February 1, 2024
2 min read
A missing mammal rediscovered in Indonesia, a speedy new species of dinosaur in Brazil, Ivory Coast chimpanzees that snoop on their neighbors, and much more in this month’s Quick Hits
Actions to reduce poisoning and electrocution from power lines have stabilized the endangered Egyptian Vulture’s population in the Balkans. These birds are often killed across their 14-country migration route; only about 50 breeding pairs remain.
Fossilized dinosaur footprints discovered in southern Brazil in the 1980s don’t belong to any known species, new research shows. The desert-dwelling carnivore has been named Farlowichnus rapidus because its footsteps were spaced far apart, suggesting it was a speedy runner.
Ancient Europe’s landscape was long believed to be a dense forest. But pollen samples from the interglacial period about 115,000 to 130,000 years ago have now revealed a mixture of grassland and light-woodland biomes, perhaps maintained by large herbivores such as elephants that trampled or fed on smaller trees.
Glaciers in Greenland have receded twice as fast over the past two decades as they did in the 1900s—from seven or eight meters a year to about 15 annually. Archival images and recent satellite photographs showed the drastic acceleration.

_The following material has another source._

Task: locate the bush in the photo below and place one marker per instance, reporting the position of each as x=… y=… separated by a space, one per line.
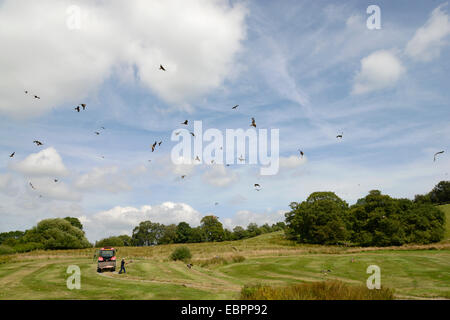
x=181 y=253
x=321 y=290
x=6 y=249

Attenborough’s long-beaked echidna, named for naturalist David Attenborough, was spotted for the first time since 1961 by trail cameras in the Cyclops Mountains. The spiky, egg-laying mammal had been scientifically recorded only once before; its timid and nocturnal nature makes it hard to find.
Researchers saw chimpanzees in Taï National Park climbing to higher ground to spy on neighboring rivals, mirroring a millennia-old human military strategy. The chimps also patrolled their borders to listen for enemies, and closer rivals were less likely to enter an adversary’s territory.